Pandemic preparedness. The plan proposes spending $30 billion over four years on “medical countermeasures manufacturing; research and development; and related biopreparedness and biosecurity.” It adds the funding would support efforts to “shore up our nation’s strategic national stockpile; accelerate the timeline to research, develop and field tests and therapeutics for emerging and future outbreaks; accelerate response time by developing prototype vaccines through Phase I and II trials, test technologies for the rapid scaling of vaccine production, and ensure sufficient production capacity in an emergency; enhance U.S. infrastructure for biopreparedness and investments in biosafety and biosecurity; train personnel for epidemic and pandemic response; and onshore active pharmaceutical ingredients.”
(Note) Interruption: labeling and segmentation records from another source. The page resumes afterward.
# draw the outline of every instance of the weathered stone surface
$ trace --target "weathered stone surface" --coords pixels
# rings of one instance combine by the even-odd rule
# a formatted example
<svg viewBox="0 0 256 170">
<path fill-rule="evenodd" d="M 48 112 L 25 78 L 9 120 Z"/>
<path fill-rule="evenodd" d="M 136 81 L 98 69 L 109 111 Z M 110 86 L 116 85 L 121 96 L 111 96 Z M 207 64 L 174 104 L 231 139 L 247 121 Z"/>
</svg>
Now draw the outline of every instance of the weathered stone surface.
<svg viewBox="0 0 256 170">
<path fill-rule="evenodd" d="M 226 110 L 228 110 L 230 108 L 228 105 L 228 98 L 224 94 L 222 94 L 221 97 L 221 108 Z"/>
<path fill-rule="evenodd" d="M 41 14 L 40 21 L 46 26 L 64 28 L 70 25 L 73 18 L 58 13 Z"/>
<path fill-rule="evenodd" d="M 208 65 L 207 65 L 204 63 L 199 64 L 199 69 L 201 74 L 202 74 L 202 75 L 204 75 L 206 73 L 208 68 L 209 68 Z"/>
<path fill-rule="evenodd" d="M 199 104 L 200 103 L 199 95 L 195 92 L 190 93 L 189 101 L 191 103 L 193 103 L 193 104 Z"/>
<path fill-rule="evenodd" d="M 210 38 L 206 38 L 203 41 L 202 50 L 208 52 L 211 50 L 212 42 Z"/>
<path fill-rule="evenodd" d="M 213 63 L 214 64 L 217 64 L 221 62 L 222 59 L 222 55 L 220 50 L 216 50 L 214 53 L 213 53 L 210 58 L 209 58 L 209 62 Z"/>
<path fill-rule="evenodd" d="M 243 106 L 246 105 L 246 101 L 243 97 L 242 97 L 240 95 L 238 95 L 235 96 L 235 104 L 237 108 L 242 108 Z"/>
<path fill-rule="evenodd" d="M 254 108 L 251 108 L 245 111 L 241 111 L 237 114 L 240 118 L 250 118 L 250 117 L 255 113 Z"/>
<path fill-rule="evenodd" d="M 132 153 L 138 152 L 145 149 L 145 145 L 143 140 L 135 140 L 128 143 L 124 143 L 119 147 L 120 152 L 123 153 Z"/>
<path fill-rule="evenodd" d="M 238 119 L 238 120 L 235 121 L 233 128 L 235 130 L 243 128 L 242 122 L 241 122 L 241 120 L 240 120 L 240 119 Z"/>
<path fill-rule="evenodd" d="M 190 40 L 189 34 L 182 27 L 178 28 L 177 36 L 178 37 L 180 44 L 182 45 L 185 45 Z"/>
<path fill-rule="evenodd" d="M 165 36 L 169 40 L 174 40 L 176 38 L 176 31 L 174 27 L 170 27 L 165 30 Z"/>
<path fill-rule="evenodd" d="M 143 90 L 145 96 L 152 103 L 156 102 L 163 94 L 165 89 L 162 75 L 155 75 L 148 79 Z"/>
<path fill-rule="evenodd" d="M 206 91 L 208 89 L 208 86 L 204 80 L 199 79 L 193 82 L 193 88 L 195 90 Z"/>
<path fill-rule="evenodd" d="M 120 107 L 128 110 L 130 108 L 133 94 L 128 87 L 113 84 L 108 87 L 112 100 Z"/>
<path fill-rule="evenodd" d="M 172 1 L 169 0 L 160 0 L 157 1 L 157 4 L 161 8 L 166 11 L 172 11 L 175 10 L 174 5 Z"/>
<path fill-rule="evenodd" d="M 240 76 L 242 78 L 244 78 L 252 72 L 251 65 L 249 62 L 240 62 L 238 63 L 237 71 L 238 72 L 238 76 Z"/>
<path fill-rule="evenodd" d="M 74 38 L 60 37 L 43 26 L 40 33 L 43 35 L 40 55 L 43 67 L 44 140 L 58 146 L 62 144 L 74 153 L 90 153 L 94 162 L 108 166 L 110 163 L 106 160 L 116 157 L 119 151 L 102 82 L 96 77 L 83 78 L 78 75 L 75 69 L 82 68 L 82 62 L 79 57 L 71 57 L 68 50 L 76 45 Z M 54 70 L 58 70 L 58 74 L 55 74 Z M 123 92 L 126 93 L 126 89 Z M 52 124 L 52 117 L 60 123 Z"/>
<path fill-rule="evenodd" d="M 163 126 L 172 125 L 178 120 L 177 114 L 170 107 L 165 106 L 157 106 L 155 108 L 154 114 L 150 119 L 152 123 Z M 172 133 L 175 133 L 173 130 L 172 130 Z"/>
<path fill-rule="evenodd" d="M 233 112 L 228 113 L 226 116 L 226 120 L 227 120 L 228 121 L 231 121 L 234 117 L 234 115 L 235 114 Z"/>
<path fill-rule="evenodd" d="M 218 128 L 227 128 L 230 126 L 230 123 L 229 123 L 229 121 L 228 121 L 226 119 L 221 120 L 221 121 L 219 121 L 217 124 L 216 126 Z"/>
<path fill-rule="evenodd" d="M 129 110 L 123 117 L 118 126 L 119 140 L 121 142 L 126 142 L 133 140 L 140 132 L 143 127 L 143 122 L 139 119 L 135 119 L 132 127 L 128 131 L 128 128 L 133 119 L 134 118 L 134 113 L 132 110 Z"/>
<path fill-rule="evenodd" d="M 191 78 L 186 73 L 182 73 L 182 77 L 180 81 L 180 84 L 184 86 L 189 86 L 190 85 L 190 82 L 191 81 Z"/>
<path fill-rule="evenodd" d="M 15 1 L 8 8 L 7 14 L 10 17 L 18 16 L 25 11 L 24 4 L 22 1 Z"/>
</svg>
R&D tax incentives. The plan proposes to reform the way the tax code “promotes research and development.” It explains, “This starts with a complete elimination of the tax incentives in the Trump tax law for “Foreign Derived Intangible Income” (FDII), which gave corporations a tax break for shifting assets abroad and is ineffective at encouraging corporations to invest in R&D. All of the revenue from repealing the FDII deduction will be used to expand more effective R&D investment incentives.”